With fuel costs running far higher than when the McCloud project was first conceived, and demand shifting to the “value” priced segment of the market, Nestle’s relocation to Sacramento makes a certain sense – as does their interest in building more, smaller plants.

Which raises the obvious question; had Nestle’s original (and astonishingly lopsided) contract with the MCSD been allowed to stand as negotiated, how many of Nestle’s promised jobs would still be extant in the town of McCloud?

On StopNestleWaters.org, we’ve long questioned Nestle’s promises of jobs to communities; the only real data we’ve seen published suggests the promises aren’t always real.

Nestle may not want to admit it, but they can’t have it both ways; if market conditions truly forced the move to a smaller, differently configured production facility in Sacramento, then it’s not hard to extrapolate to a present where McCloud would have been repayed for its water with an even fewer jobs than promised (many of those jobs of the sub-living wage variety).
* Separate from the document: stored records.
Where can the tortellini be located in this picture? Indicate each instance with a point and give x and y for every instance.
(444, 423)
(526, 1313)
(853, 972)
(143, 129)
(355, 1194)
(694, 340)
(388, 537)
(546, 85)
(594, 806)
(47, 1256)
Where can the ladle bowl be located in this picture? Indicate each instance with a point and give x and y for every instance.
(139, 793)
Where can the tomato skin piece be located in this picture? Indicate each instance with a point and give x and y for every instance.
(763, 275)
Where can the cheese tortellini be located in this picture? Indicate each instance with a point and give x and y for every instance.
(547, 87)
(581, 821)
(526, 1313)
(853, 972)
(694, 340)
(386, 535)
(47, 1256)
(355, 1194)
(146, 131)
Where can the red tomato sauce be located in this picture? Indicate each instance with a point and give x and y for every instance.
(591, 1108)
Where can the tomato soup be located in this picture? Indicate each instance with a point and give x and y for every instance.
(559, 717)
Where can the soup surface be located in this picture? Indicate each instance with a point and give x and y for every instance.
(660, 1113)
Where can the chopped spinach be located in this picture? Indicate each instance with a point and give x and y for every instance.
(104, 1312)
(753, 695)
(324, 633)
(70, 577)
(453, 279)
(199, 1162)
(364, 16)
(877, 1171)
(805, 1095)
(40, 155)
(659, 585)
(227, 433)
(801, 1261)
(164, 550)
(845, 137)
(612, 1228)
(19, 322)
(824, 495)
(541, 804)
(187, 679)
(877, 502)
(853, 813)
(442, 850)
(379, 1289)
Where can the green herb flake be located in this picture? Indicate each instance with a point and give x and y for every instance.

It’s entirely likely a Nestle factory in McCloud would be running at a fraction of its built-out capacity – and McCloud would be experiencing yet another resource-extraction related economic bust.

Should the bottled water market continue to nosedive, what of the jobs Nestle dangles in front of other communities?

After all, Cascade Locks seems to believe the jobs provided by the company will save their town – and Sacramento seems willing to give up unlimited municipal water in return for only 40-60 jobs.

But what if those jobs are illusory, especially after three more years of a declining bottled water market?